### Project 1
#### Summer 2021
**Authors:** GOAT Team (Estaban Aramayo, Ethan Haley, Claire Meyer, and Tyler Frankenburg)

The [Cocktail DB](https://www.thecocktaildb.com/api.php) is a database of cocktails and ingredients. In this assignment, we describe how we could use the Cocktail DB's API to generate a network of cocktails and ingredients.
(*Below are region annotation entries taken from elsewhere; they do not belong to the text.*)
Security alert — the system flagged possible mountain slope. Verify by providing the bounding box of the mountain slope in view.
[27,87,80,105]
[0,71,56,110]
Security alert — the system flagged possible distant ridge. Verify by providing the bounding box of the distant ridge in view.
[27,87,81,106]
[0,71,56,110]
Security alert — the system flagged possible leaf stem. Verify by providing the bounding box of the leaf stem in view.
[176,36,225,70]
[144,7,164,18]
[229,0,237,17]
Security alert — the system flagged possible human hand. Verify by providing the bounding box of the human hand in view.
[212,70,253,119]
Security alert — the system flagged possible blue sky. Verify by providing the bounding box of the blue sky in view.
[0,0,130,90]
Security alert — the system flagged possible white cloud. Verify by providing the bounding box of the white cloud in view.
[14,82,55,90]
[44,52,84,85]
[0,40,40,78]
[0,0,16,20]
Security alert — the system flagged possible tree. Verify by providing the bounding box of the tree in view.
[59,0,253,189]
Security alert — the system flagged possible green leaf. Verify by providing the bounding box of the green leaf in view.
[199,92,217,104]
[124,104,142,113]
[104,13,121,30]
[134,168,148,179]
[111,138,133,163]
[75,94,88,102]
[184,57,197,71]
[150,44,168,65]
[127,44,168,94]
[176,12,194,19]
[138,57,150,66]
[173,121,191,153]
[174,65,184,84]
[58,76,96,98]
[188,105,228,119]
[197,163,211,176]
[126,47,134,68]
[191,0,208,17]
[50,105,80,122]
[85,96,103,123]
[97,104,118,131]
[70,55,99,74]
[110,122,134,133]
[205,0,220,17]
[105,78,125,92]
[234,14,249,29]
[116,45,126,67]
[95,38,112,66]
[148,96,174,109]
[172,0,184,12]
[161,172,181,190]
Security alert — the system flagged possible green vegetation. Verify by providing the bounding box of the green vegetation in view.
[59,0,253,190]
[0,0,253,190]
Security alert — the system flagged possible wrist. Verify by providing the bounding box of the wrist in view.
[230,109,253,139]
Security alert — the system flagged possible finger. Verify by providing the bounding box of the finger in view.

We can use some example data to explore how we might be able to predict outcomes from this data using centrality metrics. 

##### Loading the Data

Without digging too deeply into the intricacies of the Cocktail DB API, we can leverage [this code](https://holypython.com/api-12-cocktail-database/) as a start for grabbing some example output from the API. This code leverages 2 libraries: `requests` to make an API request, and `json` to load the JSON output from the API. We can then iterate through each cocktail output to grab the relevant components. 

We can bulid a search query to pull all cocktail names (`strDrink`), the ingredients for each, and the drink categories (`strCategory`) for each cocktail.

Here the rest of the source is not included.